Category: Regional Happenings
Living near highways, traffic, and other sources of harmful air emissions disproportionately affects historically overburdened communities and results in worse health outcomes such as asthma, cardiovascular disease, heart disease, and much more. Getting more electric vehicles on the road in and around these communities presents the opportunity to improve health outcomes by reducing emissions.
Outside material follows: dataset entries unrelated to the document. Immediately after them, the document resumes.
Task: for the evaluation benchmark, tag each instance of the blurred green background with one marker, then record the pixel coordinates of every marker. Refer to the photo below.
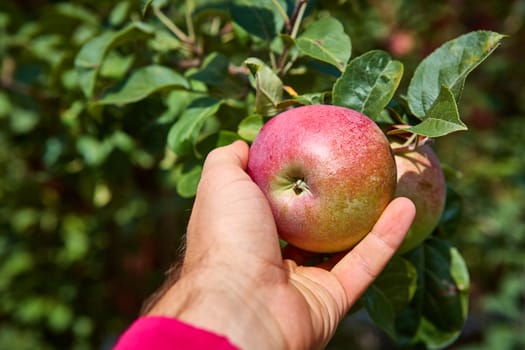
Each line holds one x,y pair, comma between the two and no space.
90,217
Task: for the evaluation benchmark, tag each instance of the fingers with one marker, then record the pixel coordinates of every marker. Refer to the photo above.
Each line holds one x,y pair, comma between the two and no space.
357,270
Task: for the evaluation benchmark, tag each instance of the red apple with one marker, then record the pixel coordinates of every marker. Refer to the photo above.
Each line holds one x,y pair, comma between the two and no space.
420,178
328,173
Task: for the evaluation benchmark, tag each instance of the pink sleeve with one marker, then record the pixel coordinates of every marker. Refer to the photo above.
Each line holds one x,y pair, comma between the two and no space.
163,333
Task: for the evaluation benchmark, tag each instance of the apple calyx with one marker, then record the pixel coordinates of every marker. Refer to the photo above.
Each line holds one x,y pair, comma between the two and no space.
300,186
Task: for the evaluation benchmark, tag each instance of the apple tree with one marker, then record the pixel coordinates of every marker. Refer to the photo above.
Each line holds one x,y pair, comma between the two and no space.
124,101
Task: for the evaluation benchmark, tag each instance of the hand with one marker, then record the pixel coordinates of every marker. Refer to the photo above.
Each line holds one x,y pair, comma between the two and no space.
235,282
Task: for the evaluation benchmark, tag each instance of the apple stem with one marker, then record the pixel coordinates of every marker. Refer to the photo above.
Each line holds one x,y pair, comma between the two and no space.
413,142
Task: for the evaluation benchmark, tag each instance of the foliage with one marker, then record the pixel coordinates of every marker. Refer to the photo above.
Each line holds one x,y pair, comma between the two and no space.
108,110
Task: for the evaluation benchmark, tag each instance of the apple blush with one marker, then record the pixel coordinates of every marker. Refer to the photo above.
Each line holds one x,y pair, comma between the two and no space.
420,178
328,173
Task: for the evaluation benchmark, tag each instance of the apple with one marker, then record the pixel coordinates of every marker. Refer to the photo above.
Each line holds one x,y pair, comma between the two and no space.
328,173
421,179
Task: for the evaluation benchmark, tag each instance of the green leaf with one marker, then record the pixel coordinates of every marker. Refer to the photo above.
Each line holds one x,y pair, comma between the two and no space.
326,40
249,127
226,137
442,117
90,58
269,87
368,83
449,66
142,83
440,306
391,292
261,18
144,5
188,182
185,133
214,69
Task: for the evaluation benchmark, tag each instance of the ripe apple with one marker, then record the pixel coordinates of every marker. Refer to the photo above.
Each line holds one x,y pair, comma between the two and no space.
328,173
420,178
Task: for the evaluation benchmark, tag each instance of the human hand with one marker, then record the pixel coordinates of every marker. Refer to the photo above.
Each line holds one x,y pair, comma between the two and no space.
234,280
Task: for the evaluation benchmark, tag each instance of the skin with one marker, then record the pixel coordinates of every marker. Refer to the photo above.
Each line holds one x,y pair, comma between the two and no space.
421,179
328,173
234,279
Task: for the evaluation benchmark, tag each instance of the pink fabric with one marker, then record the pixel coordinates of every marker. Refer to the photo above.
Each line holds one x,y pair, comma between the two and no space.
164,333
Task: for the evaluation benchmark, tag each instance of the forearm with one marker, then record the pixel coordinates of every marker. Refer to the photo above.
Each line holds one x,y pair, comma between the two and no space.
223,309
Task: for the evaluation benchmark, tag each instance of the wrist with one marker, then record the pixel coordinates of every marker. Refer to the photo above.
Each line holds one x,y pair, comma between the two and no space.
222,308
While the Historic West End has a gas station just around nearly every corner, there are only two charging stations in the community. By working with The City of Charlotte, UNCC EPIC, Centralina Regional Council, and others, the Historic West End is beginning to equip itself with more EV infrastructure to enjoy the economic, health, and sustainable benefits EVs bring. The recent PoleVolt Project has encouraged drivers, local businesses and governments to embrace EVs and the benefits they bring.
CleanAIRE NC, Historic West End Green District, the Centralina Clean Fuels Coalition and PoleVolt project partners Duke Energy, City of Charlotte and UNC Charlotte recently hosted an EVs for Equity event that allowed residents to come out and learn about sustainable transportation and local electrification efforts. The event showed off various passenger EVs and gave drivers an opportunity to discuss their experience driving EVs. Additionally, the event included two models of the new EV bus provided by the Charlotte Area Transportation System (CATS) which will be used on routes in the Historic West End. Deploying EV buses in the Historic West End and other communities, while electrifying bus fleets in general represents a huge impact on fighting climate change and mitigating air pollution. This July there will be a Clean Air Advocacy Training event that will aim to increase understanding of air pollution in the Historic West End and explore opportunities for residents to engage in solutions that improve air quality in the community.
The electric surge is coming and with gas prices and inflation increasing, there has never been a better time to equip our communities, businesses, and fleets with sustainable transportation and other vehicle options to improve our states overall economy, health, and sustainability.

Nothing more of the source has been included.